Kartu Tanda Penduduk elektronik atau KTP-el merupakan dokumen identitas resmi bagi warga negara Indonesia yang telah menginjak usia 17 tahun. Dokumen ini menjadi syarat mutlak dalam berbagai urusan administrasi maupun pelayanan publik di tanah air.
Dilansir dari Detikcom, Direktorat Jenderal Kependudukan dan Pencatatan Sipil (Ditjen Dukcapil) Kemendagri memberikan klarifikasi mengenai penggunaan fotokopi KTP-el dalam layanan masyarakat. Meski sudah berbasis digital, lembaran fotokopi identitas tersebut rupanya masih diperbolehkan.

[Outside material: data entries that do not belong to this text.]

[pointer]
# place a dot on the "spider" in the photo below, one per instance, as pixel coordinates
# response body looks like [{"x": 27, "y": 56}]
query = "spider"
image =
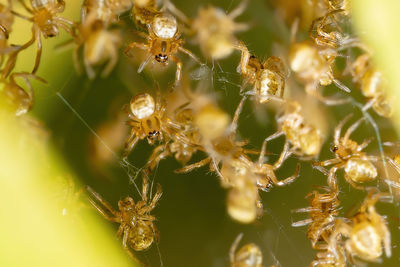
[
  {"x": 367, "y": 232},
  {"x": 306, "y": 140},
  {"x": 266, "y": 172},
  {"x": 267, "y": 78},
  {"x": 19, "y": 97},
  {"x": 373, "y": 85},
  {"x": 215, "y": 30},
  {"x": 323, "y": 210},
  {"x": 99, "y": 44},
  {"x": 183, "y": 144},
  {"x": 136, "y": 224},
  {"x": 219, "y": 142},
  {"x": 243, "y": 201},
  {"x": 345, "y": 5},
  {"x": 6, "y": 22},
  {"x": 163, "y": 42},
  {"x": 313, "y": 67},
  {"x": 146, "y": 117},
  {"x": 218, "y": 138},
  {"x": 248, "y": 256},
  {"x": 144, "y": 11},
  {"x": 357, "y": 165},
  {"x": 326, "y": 35},
  {"x": 107, "y": 11},
  {"x": 46, "y": 23}
]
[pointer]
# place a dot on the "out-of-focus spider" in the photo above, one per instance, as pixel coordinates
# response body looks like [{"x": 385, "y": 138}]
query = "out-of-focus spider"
[
  {"x": 265, "y": 172},
  {"x": 339, "y": 4},
  {"x": 183, "y": 144},
  {"x": 144, "y": 11},
  {"x": 326, "y": 32},
  {"x": 243, "y": 201},
  {"x": 305, "y": 139},
  {"x": 357, "y": 165},
  {"x": 105, "y": 10},
  {"x": 313, "y": 67},
  {"x": 19, "y": 97},
  {"x": 99, "y": 45},
  {"x": 215, "y": 30},
  {"x": 323, "y": 210},
  {"x": 46, "y": 22},
  {"x": 136, "y": 224},
  {"x": 267, "y": 78},
  {"x": 248, "y": 256},
  {"x": 146, "y": 117},
  {"x": 367, "y": 232},
  {"x": 372, "y": 84},
  {"x": 6, "y": 21},
  {"x": 325, "y": 258},
  {"x": 163, "y": 42}
]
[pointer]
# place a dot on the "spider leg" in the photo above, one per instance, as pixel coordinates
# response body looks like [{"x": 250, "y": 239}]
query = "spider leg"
[
  {"x": 234, "y": 247},
  {"x": 127, "y": 249},
  {"x": 112, "y": 52},
  {"x": 352, "y": 128},
  {"x": 190, "y": 54},
  {"x": 155, "y": 199},
  {"x": 288, "y": 180},
  {"x": 189, "y": 168},
  {"x": 38, "y": 52},
  {"x": 104, "y": 203},
  {"x": 130, "y": 144},
  {"x": 302, "y": 223},
  {"x": 178, "y": 75},
  {"x": 238, "y": 10},
  {"x": 135, "y": 45},
  {"x": 234, "y": 123},
  {"x": 25, "y": 6},
  {"x": 145, "y": 188},
  {"x": 159, "y": 153}
]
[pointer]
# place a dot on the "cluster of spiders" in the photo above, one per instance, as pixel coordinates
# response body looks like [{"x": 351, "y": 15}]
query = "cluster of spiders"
[{"x": 197, "y": 124}]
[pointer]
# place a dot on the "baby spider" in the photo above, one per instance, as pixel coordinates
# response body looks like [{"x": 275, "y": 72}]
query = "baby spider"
[
  {"x": 367, "y": 232},
  {"x": 144, "y": 11},
  {"x": 215, "y": 30},
  {"x": 345, "y": 5},
  {"x": 305, "y": 139},
  {"x": 267, "y": 78},
  {"x": 323, "y": 210},
  {"x": 248, "y": 256},
  {"x": 243, "y": 201},
  {"x": 183, "y": 144},
  {"x": 6, "y": 22},
  {"x": 19, "y": 97},
  {"x": 163, "y": 42},
  {"x": 372, "y": 84},
  {"x": 265, "y": 172},
  {"x": 136, "y": 224},
  {"x": 46, "y": 23},
  {"x": 146, "y": 117},
  {"x": 107, "y": 11},
  {"x": 219, "y": 142},
  {"x": 99, "y": 45},
  {"x": 357, "y": 165},
  {"x": 326, "y": 32},
  {"x": 313, "y": 67}
]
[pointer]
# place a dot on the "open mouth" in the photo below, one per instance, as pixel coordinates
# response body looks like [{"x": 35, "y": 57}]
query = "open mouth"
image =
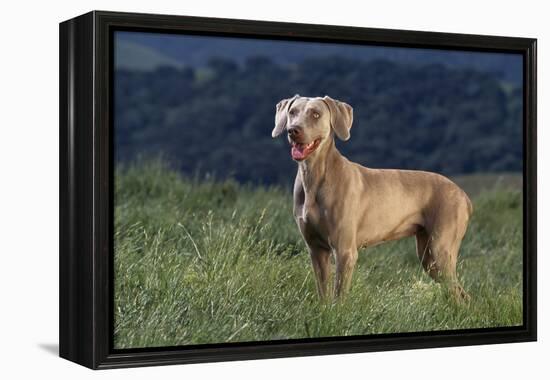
[{"x": 301, "y": 151}]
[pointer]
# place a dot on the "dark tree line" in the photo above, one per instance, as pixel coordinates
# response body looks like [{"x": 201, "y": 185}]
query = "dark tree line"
[{"x": 217, "y": 119}]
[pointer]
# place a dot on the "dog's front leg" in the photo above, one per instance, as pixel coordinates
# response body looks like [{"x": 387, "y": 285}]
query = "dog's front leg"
[
  {"x": 345, "y": 264},
  {"x": 320, "y": 260}
]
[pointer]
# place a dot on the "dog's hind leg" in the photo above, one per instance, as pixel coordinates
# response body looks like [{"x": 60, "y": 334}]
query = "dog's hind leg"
[
  {"x": 345, "y": 264},
  {"x": 438, "y": 251}
]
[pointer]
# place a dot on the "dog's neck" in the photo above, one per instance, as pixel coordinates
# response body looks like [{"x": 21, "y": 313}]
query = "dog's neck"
[{"x": 313, "y": 170}]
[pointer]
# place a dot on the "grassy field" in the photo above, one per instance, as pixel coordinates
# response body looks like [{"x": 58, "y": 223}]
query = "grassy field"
[{"x": 212, "y": 262}]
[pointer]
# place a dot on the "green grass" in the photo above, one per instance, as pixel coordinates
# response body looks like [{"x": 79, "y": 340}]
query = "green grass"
[{"x": 199, "y": 261}]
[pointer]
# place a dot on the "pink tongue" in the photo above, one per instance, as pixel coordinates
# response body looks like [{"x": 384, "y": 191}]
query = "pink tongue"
[{"x": 297, "y": 153}]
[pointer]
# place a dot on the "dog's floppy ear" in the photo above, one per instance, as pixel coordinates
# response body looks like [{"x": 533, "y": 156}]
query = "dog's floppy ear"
[
  {"x": 341, "y": 117},
  {"x": 280, "y": 115}
]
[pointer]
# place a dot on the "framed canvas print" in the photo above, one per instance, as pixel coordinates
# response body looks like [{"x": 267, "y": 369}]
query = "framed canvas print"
[{"x": 235, "y": 189}]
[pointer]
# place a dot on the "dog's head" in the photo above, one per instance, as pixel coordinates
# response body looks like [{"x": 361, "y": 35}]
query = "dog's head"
[{"x": 311, "y": 122}]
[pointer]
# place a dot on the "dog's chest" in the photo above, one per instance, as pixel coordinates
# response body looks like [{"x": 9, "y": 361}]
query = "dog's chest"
[{"x": 312, "y": 218}]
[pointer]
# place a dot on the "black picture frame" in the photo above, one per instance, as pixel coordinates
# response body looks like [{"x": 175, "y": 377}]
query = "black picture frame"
[{"x": 86, "y": 189}]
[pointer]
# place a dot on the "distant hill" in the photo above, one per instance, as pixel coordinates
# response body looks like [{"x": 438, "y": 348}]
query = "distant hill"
[
  {"x": 217, "y": 120},
  {"x": 134, "y": 56},
  {"x": 177, "y": 50}
]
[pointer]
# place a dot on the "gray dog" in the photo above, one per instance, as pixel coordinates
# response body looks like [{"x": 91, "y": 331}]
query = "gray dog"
[{"x": 340, "y": 206}]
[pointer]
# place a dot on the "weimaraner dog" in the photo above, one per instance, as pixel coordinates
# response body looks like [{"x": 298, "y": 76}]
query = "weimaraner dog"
[{"x": 341, "y": 206}]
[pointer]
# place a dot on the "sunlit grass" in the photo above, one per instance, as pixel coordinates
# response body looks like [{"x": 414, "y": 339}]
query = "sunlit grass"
[{"x": 199, "y": 261}]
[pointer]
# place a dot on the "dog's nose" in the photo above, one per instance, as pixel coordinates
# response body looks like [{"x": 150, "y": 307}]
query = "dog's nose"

Penggunaan fotokopi KTP-el tetap diizinkan sesuai dengan kebutuhan instansi pelayanan terkait. Namun, masyarakat dan penyedia layanan diminta untuk tetap mengedepankan prinsip tanggung jawab serta menjaga keamanan data pribadi penduduk.
KTP-el sebenarnya telah dilengkapi dengan chip elektronik yang memungkinkan verifikasi identitas dilakukan secara digital tanpa memerlukan berkas fisik. Proses validasi data tersebut dapat dilakukan melalui beberapa sarana teknologi modern.

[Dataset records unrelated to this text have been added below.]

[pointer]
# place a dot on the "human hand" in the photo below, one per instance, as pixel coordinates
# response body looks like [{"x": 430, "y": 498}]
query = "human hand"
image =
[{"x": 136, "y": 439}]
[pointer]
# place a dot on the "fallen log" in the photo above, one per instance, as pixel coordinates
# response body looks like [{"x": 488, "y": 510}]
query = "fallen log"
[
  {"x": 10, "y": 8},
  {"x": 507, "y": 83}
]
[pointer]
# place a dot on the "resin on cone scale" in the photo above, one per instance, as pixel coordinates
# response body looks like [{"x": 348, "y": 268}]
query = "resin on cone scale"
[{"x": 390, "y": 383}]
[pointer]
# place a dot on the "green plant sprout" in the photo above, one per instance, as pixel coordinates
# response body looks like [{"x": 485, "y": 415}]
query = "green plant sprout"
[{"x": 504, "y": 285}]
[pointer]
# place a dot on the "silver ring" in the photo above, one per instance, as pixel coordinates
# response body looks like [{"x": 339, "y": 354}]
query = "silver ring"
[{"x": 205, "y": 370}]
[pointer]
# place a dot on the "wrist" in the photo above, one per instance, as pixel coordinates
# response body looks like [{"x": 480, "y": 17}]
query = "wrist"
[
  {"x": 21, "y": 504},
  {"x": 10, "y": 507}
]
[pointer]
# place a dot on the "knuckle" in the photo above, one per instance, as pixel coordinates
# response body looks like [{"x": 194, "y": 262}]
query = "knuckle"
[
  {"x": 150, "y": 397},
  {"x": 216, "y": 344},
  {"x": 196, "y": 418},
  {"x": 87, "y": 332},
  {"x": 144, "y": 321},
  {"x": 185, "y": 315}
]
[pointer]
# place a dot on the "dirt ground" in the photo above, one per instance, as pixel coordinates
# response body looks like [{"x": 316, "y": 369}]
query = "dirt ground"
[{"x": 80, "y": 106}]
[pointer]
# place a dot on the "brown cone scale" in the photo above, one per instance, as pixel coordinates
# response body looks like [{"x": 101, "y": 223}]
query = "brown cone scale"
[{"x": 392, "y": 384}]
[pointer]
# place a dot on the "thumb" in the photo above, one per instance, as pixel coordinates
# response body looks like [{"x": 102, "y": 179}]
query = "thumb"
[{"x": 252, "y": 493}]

Beberapa metode verifikasi yang tersedia meliputi penggunaan perangkat card reader, web service, serta portal web. Selain itu, teknologi face recognition dan sistem Identitas Kependudukan Digital (IKD) juga menjadi instrumen validasi yang sah.
Aspek keamanan dalam penyimpanan data kependudukan menjadi hal yang krusial saat melakukan fotokopi KTP-el. Perlindungan data pribadi ini telah diatur secara ketat dalam instrumen hukum yang berlaku di Indonesia.
Segala bentuk penyalahgunaan data kependudukan dapat berujung pada konsekuensi hukum yang serius. Ketentuan pidana terkait hal ini tercantum dalam Undang-Undang Nomor 24 Tahun 2013 tentang Administrasi Kependudukan.
Selain itu, aturan mengenai keamanan data juga dipertegas melalui Undang-Undang Nomor 27 Tahun 2022 tentang Perlindungan Data Pribadi. Regulasi ini mewajibkan setiap pihak untuk menjaga kerahasiaan informasi penduduk yang mereka kelola.
Langkah Mengurus KTP-el yang Hilang
Bagi masyarakat yang kehilangan kartu identitas, proses pengurusan kembali dapat dilakukan dengan mendatangi kantor Dinas Dukcapil terdekat. Prosedur ini merujuk pada ketentuan yang tertuang dalam Perpres Nomor 96 Tahun 2018.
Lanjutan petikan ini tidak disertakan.